We crossed the stream and followed it down towards the Millennium Way but it was quite heavy going through the rushes which were waist-high in places.  We decided that it would be easier to walk on the Snaefell side and crossed the stream again.  I think it turned out that distance had lent enchantment to the view because there wasn't really much difference between the left and right banks.  Tim took this photo of me taking a photo of the stream.



We set off on a diagonal route hoping to join up with the official footpath above the steep climb up from the bridge and were rewarded by the sight of this first sign post.
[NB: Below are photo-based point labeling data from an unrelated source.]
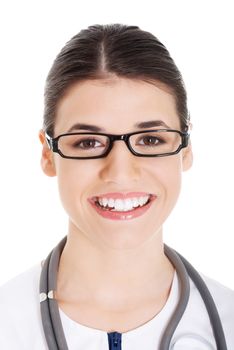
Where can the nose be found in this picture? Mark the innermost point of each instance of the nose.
(120, 166)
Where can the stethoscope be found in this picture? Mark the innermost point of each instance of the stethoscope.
(51, 320)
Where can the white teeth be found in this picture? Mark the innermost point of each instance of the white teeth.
(123, 204)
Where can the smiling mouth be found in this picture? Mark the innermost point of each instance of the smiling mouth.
(120, 205)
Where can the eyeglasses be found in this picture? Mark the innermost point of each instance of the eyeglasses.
(149, 143)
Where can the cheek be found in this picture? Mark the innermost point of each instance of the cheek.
(74, 181)
(169, 175)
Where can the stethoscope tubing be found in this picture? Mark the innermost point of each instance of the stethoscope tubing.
(209, 304)
(51, 320)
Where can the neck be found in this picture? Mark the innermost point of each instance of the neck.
(104, 275)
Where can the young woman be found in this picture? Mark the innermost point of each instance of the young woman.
(116, 135)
We continued on the path which traverses the hill before joining up with the forestry road which leads to the road from Tholt y Will up to the Bungalow.  From the forestry road we had a good view across to the Cleigh yn Arragh a very old defensive ditch and bank - its origins and purpose and even its name are obscure.  The best guess is that it was constructed during the later iron age - possibly in the first millennium AD. 

 

According to W.Walter Gill who published A Manx Scrapbook in 1929  " Cleigh yn Arragh, . . .  also called Cleigh Mooar, is a long and now much attrited bank of earth separating a stretch of the lower land of Sulby Glen from the Western slope of Snaefell. Its dimensions as recorded in Lioar Manninagh, vol. i., pt. i., 1889, are as follows. It is about one third of a mile long, twenty-five feet through, and five feet high in the best preserved portions, with a ditch of exactly the same dimensions. Rather surprisingly, there seems to be no legend about it. Its construction may have been due to the need of keeping destructive animals, such as the Lord's deer, the " purrs " or mountain swine, and half-wild cattle and goats, out of the cultivated land, to which end the bank may have been surmounted by a superstructure of thorns, gorse, etc., or stakes forming a rough palisade. It would thus form a " fell-dyke " of a size proportionate to the scale of the landscape." 
 
I was interested in the "purrs" - probably because they had such a silly name - and managed to find a little information about them.  Thomas Quayle wrote this in his 1812 General View of Agriculture in the Isle of Man:   
The Isle of Man had also its peculiar breed of pigs (known to the locals as 'purrs'), now totally extinct.  In summer they ran wild in the mountains; were lank; of a sandy or grey colour, with black spots, and, as tradition reports, partook of the wild-boar flavor. Their number was, in former days, sufficiently great to attract the cupidity of the tithe-owners.
As for the name, Cleigh is easy enough.  It just means hedge, but this can mean more than just a row of shrubby plants on the Island.  According to a consultation paper by DAFF "The vernacular Manx sod-hedge can also be considered similar in structure to a Cornish hedge which is defined as ‘generally a built structure or bank with or without a stone facing. Frequently, these are topped with woody trees, plants and shrubs and, sometimes but not always, form hedgerows’"  The arguments start when we get to Arragh which usually means Spring (the season) in Manx.  But this doesn't make sense although someone suggested that the purpose of the dyke could have been to protect the lambs which graze on the hillside in spring.  Another version is that Arragh is taken from Gaelic root ar, and means tillage or ploughland - and this is considered more likely by the experts.
 
We turned up the Tholt y Will road and walked the last mile and a bit back to the cars.  There were some different thistles growing at the side of the road.  One was incredibly spiny and I think it may be a welted thistle (Carduus crispus).



And here is a photo of one of my favourite insects - a little hairy bumblebee which just happened to be sitting on another thistle.



While we were taking off our boots by the cars, one of the electric trams crossed the mountain road en route to the summit.  A much easier way of enjoying the view from the top.